The present disclosure relates to a sequence alignment apparatus and method, and more particularly, to a sequence alignment apparatus and method capable of forming an alignment permitting all variations and errors that may exist in a read sequence, capable of searching the entire area of a read sequence for variations and errors, and capable of forming an alignment with less computation without permitting backtracking.
Sequence alignment technology is widely used in the entire field of biology. For example, through a process of mapping a read sequence to a known reference sequence, it is possible to complete the genomic sequence of each individual, and moreover, to analyze a variation in sequence between individuals. A large sequencing project, such as the 1000 Genomes Project, is currently under way. When such development continues, it is possible to ultimately provide a personal genome analysis service, a customized medical system according to genetic information, and so on.
The embodiments of the present disclosure are directed to providing a sequence alignment apparatus, method, and program capable of forming an alignment permitting all modifications and errors that may exist in a read sequence and capable of searching the entire area of a read sequence for variations and errors.
The embodiments of the present disclosure are also directed to providing a sequence alignment apparatus, method, and program capable of forming an alignment with less computation without permitting backtracking, unlike existing sequence alignment technology.
According to an aspect of the present disclosure, there is provided a sequence alignment method for aligning a read sequence to a reference sequence, including: searching a reference sequence for a candidate position matched with a fragment, the fragment being a portion of a read sequence; and mapping the read sequence to the reference sequence on the candidate position.
The fragment may be a sequence having a predetermined length from an arbitrary position in the read sequence.
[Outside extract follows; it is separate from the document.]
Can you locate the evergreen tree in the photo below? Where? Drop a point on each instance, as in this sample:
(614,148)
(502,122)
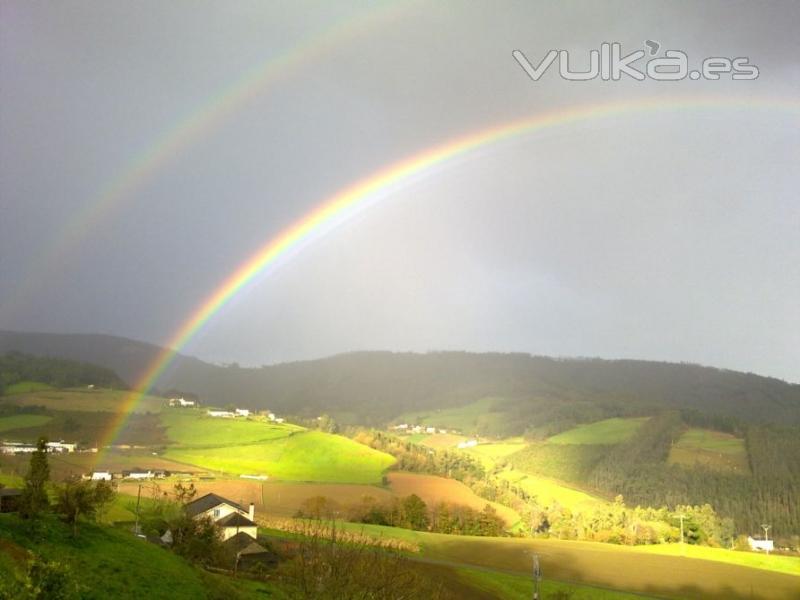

The predetermined length of the fragment may be determined based on a value of an average frequency with which the fragment appears in the reference sequence.
The average frequency may be determined according to a length of the reference sequence and a number of bases.
The searching a reference sequence for a candidate position may include selecting, in the reference sequence, at least one of a position exactly matched with the fragment and a position matched with the fragment within a predetermined error tolerance E.
The searching a reference sequence for a candidate position may include at least one operation of: searching the reference sequence for at least one position exactly matched with the fragment; and performing insertion, deletion, and/or substitution on the fragment within a predetermined error tolerance E, and then searching for at least one position matched with the reference sequence.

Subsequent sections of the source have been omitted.